B. KONSEP KEPERAWATAN

1. PENGKAJIAN
a. Kaji faktor penyebab terjadinya gangguan.
b. Kaji pengetahuan tentang faktor penyebab dan metode kontak.
c. Kaji adanya pruritas, nyari dan rasa terbakar.
d. Kaji peningkatan stress yang diketahui pasien.

e. Kaji tanda-tanda infeksi.


f.

Riwayat infeksi yang berulang-ulang.

g. Kaji faktor yang memperparah.


h. Pada reaksi ringan kulit terlihat merah dan terdapat vesicle.
i.

Pada reaksi berat terdapat ulceration, bulla buosion.

2. DIAGNOSA KEPERAWATAN
a. Nyeri : gatal berhubungan dengan inflamasi pada kulit.
b. Gangguan body image berhubungan dengan lesi pada kulit.
c. Kurangnya pengetahuan berhubungan dengan kurangnya informasi tentang
alergen-alergen dikulit.
d. Resiko tinggi infeksi berhubungan dengan tahanan primer tidak adekuat.

3. INTERVENSI KEPERAWATAN
Diagnosa 1
Nyeri ; Gatal berhubungan dengan inflamasi pada kulit.
Tujuan : Mengurangi rasa gatal.
Tindakan :

Hindarkan semua bahan yang menyebabkan.

Jelaskan pengertian untuk tidak digaruk.

Kolaborasi dokter pemberian anti histamin.

Diagnosa 2
Gangguan body image berhubungan dengan lesi pada kulit.
Tujuan : Menyatakan penerimaan situasi diri, pasien memiliki konsep diri yang
positif.

Tindakan :

Kaji makna kehilangan / perubahan pada pasien.

Berikan penguatan positif terhadap kemampuan dan dorong usaha untuk


mengikuti tujuan rehabilitasi.

Berikan kelompok pendukung untuk orang terdekat dan beri informasi


bagaimana mereka dapat membantu pasien.

Diagnosa 3
Kurangnya pengetahuan berhubungan dengan kurangnya informasi tentang
alergen-alergen .
Tujuan : Menyatakan pemahaman kondisi, prognosis dan pengobatan.
Tindakan :
Penkes yang meliputi pengetahuan pasien untuk mengenali agen penyebab,
perjalanan penyakit, faktor yang memperberat dan cara perawatan.

Diagnosa 4
Resiko tinggi infeksi berhubungan dengan pertahanan primer tidak adekuat.
Tujuan : mencapai penyembuhan luka tepat waktu, bebas eksudat purulen
dan tidak demam.
Tindakan :

Tekankan pentingnya teknik cuci tangan yang baik.

Periksa area terkena.

Kaji adanya tanda-tanda infeksi.

Kolaborasi dengan dokter dalam pemberian obat antibiotik.

DAFTAR PUSTAKA
Junaidi Purnawan. (1982). Kapita Selekta Kedokteran.
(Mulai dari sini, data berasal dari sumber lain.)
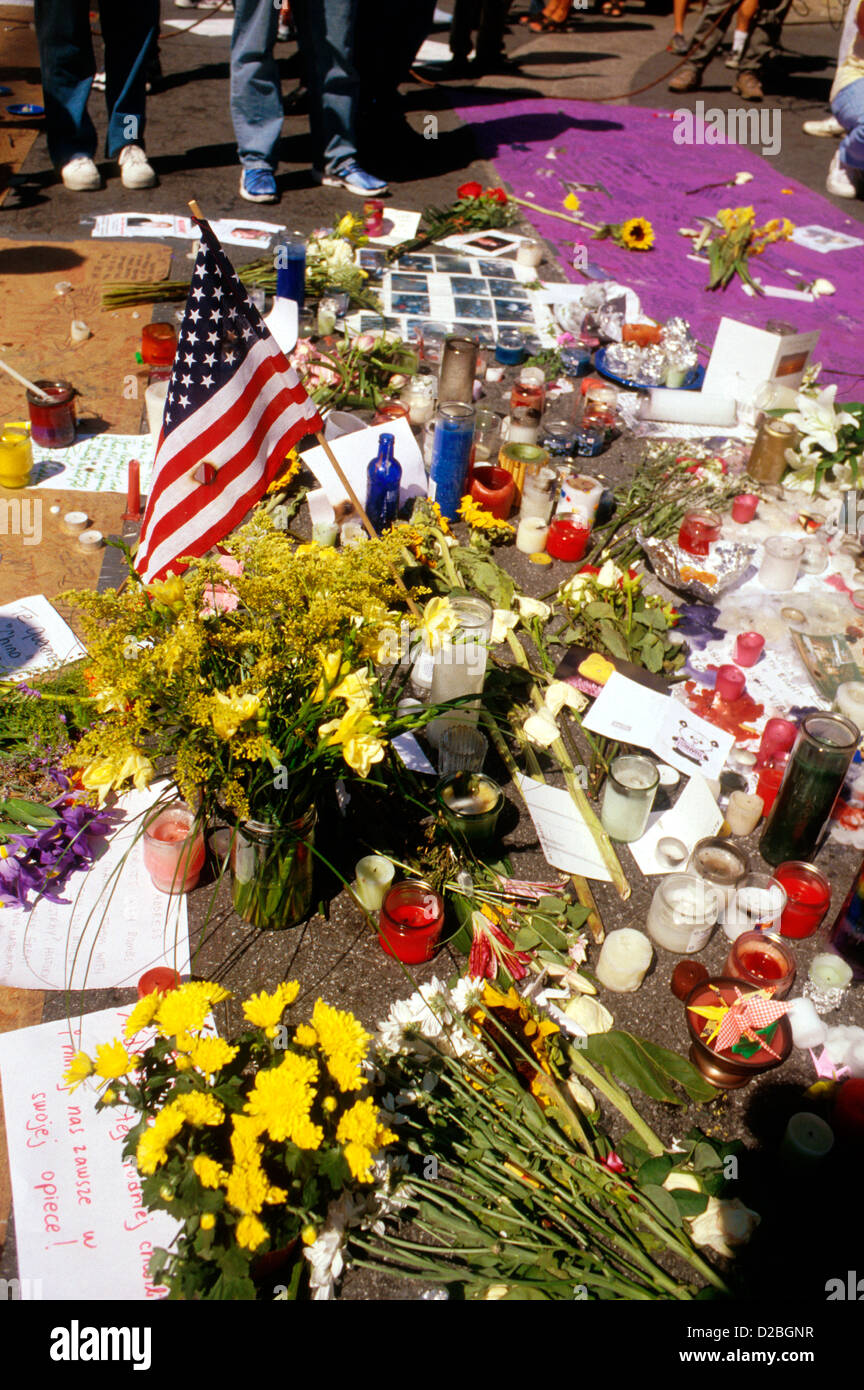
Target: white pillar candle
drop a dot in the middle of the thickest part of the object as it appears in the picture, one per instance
(781, 563)
(372, 879)
(807, 1139)
(849, 701)
(531, 535)
(807, 1027)
(624, 959)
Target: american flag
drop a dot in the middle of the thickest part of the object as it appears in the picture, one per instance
(232, 413)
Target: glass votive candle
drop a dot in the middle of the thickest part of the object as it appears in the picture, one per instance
(807, 898)
(628, 797)
(827, 983)
(684, 912)
(781, 563)
(159, 344)
(174, 848)
(568, 537)
(53, 420)
(471, 805)
(721, 865)
(757, 906)
(461, 749)
(15, 456)
(372, 879)
(761, 959)
(749, 648)
(411, 922)
(699, 531)
(532, 535)
(743, 506)
(495, 489)
(849, 701)
(510, 346)
(624, 959)
(729, 683)
(160, 979)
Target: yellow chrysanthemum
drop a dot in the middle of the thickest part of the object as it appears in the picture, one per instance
(209, 1172)
(143, 1014)
(210, 1055)
(78, 1069)
(638, 234)
(113, 1061)
(250, 1233)
(343, 1041)
(282, 1100)
(363, 1134)
(266, 1011)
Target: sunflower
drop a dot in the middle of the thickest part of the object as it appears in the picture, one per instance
(636, 234)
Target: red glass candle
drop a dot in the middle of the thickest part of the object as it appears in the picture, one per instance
(567, 537)
(686, 976)
(411, 922)
(778, 737)
(729, 683)
(174, 848)
(159, 344)
(807, 898)
(160, 977)
(763, 961)
(749, 648)
(743, 506)
(53, 421)
(698, 531)
(495, 489)
(768, 783)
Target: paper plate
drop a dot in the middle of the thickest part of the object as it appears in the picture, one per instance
(692, 381)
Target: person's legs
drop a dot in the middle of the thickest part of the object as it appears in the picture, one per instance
(256, 92)
(129, 35)
(65, 56)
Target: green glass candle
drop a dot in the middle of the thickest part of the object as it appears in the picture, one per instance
(814, 776)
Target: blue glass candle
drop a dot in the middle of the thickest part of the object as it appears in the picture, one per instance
(291, 270)
(450, 456)
(384, 476)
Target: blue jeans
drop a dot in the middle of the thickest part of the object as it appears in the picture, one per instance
(849, 109)
(65, 54)
(325, 34)
(256, 92)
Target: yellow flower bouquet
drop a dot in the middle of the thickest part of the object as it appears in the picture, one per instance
(247, 1143)
(250, 681)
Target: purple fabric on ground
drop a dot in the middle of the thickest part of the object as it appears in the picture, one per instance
(631, 152)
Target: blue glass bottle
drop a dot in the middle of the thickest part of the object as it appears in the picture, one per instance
(384, 476)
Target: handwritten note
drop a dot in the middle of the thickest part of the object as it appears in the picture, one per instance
(35, 638)
(114, 926)
(81, 1228)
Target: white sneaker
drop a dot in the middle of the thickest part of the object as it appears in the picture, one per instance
(81, 174)
(135, 170)
(841, 180)
(827, 128)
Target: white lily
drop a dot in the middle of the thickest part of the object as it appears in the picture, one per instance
(560, 694)
(818, 420)
(532, 608)
(541, 729)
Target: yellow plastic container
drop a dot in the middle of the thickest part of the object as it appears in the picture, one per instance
(15, 456)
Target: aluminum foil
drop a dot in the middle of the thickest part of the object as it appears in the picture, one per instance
(725, 565)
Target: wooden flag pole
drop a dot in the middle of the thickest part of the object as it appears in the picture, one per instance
(338, 470)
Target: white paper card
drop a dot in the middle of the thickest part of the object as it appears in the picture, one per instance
(695, 816)
(566, 840)
(79, 1225)
(35, 638)
(632, 713)
(114, 926)
(356, 451)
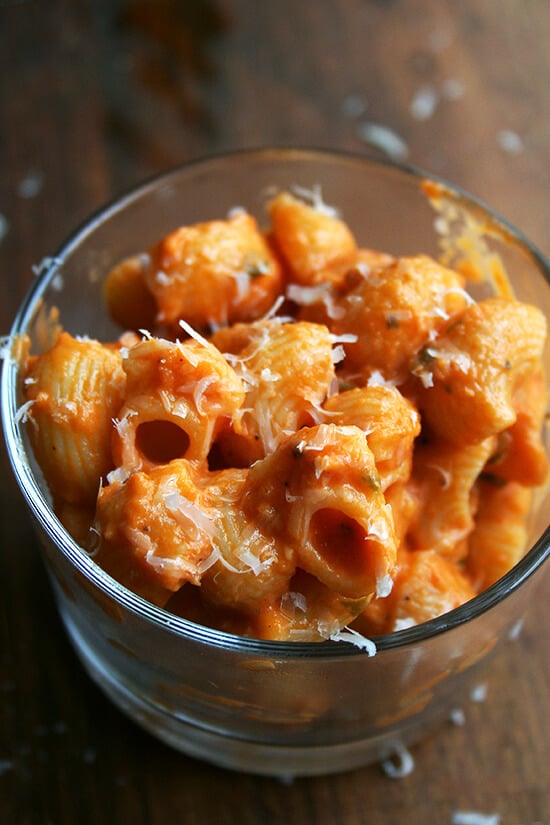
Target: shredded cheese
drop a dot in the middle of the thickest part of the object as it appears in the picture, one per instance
(347, 634)
(474, 818)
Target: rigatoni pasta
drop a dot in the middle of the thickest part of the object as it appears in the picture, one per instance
(297, 437)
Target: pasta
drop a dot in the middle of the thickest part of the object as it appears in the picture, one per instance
(296, 437)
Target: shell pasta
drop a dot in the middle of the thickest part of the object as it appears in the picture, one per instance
(296, 437)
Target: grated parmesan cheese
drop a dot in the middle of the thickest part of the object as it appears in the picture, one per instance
(457, 717)
(399, 764)
(479, 692)
(314, 197)
(22, 415)
(185, 510)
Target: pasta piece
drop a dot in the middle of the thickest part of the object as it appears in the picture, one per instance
(310, 238)
(475, 366)
(427, 585)
(287, 370)
(155, 533)
(213, 273)
(393, 311)
(389, 421)
(73, 392)
(128, 300)
(447, 475)
(500, 536)
(320, 493)
(178, 396)
(250, 566)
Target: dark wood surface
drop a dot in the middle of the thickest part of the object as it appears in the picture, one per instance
(95, 96)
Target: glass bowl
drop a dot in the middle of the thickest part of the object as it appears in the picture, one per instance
(270, 707)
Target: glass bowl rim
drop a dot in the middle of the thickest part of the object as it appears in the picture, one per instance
(82, 561)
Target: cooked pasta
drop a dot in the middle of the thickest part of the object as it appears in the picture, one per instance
(313, 440)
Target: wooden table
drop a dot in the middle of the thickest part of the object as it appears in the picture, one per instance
(95, 96)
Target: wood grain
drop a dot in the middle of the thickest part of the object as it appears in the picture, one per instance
(96, 96)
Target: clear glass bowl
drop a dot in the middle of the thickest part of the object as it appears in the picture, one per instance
(268, 707)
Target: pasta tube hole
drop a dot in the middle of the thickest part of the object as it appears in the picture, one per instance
(339, 540)
(161, 441)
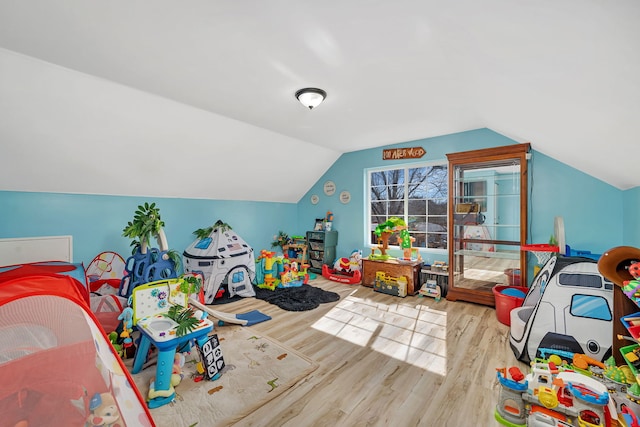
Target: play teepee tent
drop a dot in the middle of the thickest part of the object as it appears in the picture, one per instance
(223, 258)
(56, 366)
(569, 307)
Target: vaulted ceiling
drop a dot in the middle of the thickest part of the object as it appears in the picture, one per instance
(196, 99)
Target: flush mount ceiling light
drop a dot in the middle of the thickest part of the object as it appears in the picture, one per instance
(311, 97)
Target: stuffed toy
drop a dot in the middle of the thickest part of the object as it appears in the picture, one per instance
(104, 411)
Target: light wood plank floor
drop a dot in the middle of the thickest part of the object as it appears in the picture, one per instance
(386, 361)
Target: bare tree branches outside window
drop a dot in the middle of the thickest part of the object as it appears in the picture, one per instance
(416, 194)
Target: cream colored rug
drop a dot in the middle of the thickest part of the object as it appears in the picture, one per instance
(258, 368)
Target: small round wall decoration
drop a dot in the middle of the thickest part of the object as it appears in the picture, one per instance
(345, 197)
(329, 188)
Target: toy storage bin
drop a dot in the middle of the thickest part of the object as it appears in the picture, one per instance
(513, 276)
(508, 298)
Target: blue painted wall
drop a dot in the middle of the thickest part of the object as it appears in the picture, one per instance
(596, 215)
(96, 222)
(631, 217)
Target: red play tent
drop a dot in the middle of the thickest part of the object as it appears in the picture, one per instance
(56, 366)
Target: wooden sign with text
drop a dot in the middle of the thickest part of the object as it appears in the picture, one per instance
(403, 153)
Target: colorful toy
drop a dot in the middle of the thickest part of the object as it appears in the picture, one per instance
(176, 372)
(128, 348)
(104, 411)
(345, 270)
(567, 389)
(431, 289)
(396, 286)
(269, 269)
(555, 314)
(384, 232)
(294, 274)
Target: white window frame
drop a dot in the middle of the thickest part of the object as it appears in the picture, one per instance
(368, 213)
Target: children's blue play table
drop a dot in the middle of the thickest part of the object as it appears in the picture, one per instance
(160, 331)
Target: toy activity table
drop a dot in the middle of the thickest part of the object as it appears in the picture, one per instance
(150, 301)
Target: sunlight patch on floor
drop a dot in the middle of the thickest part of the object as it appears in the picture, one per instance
(415, 334)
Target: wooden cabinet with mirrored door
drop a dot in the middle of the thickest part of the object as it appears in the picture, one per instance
(487, 221)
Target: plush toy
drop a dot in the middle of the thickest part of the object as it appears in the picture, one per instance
(104, 411)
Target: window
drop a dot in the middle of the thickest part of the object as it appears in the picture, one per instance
(418, 195)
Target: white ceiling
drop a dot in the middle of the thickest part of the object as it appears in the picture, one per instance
(198, 96)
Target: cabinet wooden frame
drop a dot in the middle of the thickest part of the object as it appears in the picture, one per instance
(517, 152)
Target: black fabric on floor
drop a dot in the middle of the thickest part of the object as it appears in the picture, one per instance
(301, 298)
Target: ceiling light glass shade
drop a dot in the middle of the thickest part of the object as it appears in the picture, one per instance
(311, 97)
Edisi kedua. Jakarta : Media
Aesculapius
Mulyono. (1986). Pedoman Pengobatan Penyakit Kulit dan Kelamin. Edisi pertama. Jakarta :
Meidian Mulyajaya
A. Kenneth. (1984). Pedoman Terapi Dermatologis. Yogyakarta : Yayasan Essentia Medica :
http://www/medicastore.com/med/detail_pyk_php?
idktg:14&iUD:200509161940052002159.126.194.
Anderson Sylvia. (1985). Patofisiologi. Bagian I. Edisi pertama. Jakarta : EGC
Doengoes, Marilyn E,.(1999). Rencana Asuhan Keperawatan Pedoman untuk Perencanaan
dan Pendokumentasian Perawatan Pasien.EGC : Jakarta.